This article is part of Texas Monthly’s special fiftieth-anniversary issue. Read about the other icons that have defined Texas since 1973.

For the thirsty Texan who hankered for the cool refreshment of a bona fide local beer in 1973, the options were few: a cold one from Lone Star, Pearl, or Spoetzl, the maker of Shiner. That was it. Which might seem odd: the state’s brewing industry began in the nineteenth century, when San Antonio’s Western Brewery opened in 1855, and the beer business quickly flourished. By 1875 Texas was home to 44 breweries. But the sector was hard-hit by Prohibition and was later overpowered by national outfits such as Anheuser-Busch and Miller. 

In one form or another, however, the Lone Star, Pearl, and Shiner labels managed to survive. (Dirty little secret: Lone Star and Pearl are both owned by Pabst. Redeeming little secret: Pabst is nowadays a Texas-based company.) But they’ve been joined by products from the state’s several hundred craft breweries, which are concocting a cornucopia of whistle-wetting APAs, IPAs, lagers, and saisons, from points far and wide. (Even tiny Marathon has a brewery.) 

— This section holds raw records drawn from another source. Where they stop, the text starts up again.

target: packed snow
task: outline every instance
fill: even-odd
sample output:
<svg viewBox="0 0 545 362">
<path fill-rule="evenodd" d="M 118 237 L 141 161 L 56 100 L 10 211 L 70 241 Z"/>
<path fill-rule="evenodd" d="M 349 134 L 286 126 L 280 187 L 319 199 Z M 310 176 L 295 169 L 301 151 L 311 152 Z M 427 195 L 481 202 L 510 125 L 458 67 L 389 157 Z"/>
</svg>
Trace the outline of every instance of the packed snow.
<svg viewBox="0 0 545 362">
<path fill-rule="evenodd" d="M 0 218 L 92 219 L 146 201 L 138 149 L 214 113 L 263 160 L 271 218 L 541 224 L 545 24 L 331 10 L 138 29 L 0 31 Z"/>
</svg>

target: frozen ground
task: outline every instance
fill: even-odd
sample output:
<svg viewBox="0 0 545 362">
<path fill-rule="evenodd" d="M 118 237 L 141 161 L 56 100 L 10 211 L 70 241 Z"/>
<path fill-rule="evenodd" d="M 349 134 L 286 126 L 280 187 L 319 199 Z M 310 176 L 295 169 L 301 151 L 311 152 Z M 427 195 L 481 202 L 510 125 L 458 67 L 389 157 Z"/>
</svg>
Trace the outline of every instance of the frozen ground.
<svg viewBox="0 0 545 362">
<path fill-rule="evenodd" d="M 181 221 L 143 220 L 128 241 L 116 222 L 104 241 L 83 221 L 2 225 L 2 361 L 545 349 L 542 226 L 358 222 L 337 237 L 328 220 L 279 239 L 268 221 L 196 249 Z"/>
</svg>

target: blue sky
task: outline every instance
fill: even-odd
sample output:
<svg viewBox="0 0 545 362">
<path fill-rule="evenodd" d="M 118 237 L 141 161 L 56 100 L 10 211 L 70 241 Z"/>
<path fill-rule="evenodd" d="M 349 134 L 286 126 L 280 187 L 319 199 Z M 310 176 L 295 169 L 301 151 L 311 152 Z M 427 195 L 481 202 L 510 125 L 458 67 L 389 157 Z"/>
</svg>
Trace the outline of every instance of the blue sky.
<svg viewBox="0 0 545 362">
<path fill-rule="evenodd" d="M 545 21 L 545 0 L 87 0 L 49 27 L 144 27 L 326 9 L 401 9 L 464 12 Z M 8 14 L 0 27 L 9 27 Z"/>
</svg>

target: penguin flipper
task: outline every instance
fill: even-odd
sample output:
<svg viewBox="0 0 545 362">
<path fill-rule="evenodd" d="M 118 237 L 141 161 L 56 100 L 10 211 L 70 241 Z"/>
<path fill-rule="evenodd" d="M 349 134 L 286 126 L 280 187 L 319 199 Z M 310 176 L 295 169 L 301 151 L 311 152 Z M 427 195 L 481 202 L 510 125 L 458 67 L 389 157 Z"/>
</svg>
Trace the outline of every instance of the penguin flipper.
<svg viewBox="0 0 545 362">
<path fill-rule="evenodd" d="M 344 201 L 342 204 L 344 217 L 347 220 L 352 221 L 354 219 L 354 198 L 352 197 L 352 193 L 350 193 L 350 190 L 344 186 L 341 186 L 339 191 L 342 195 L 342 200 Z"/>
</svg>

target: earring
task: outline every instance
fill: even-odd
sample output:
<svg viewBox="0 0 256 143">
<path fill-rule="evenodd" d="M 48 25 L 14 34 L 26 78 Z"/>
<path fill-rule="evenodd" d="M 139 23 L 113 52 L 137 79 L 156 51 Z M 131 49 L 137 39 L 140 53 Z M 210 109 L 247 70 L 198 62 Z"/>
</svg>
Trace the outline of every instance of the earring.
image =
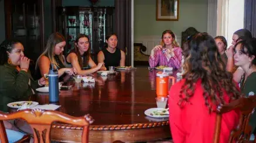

Some of these beers are readily available—you can typically find selections from Blanco-based Real Ale Brewing Company at your local H-E-B or Costco—while others can be purchased only at their source. But whether you’re imbibing at home, at a local watering hole, or in the shadow of giant fermenting vats at a nearby taproom, the options in today’s Texas are blessedly bottomless. Cheers!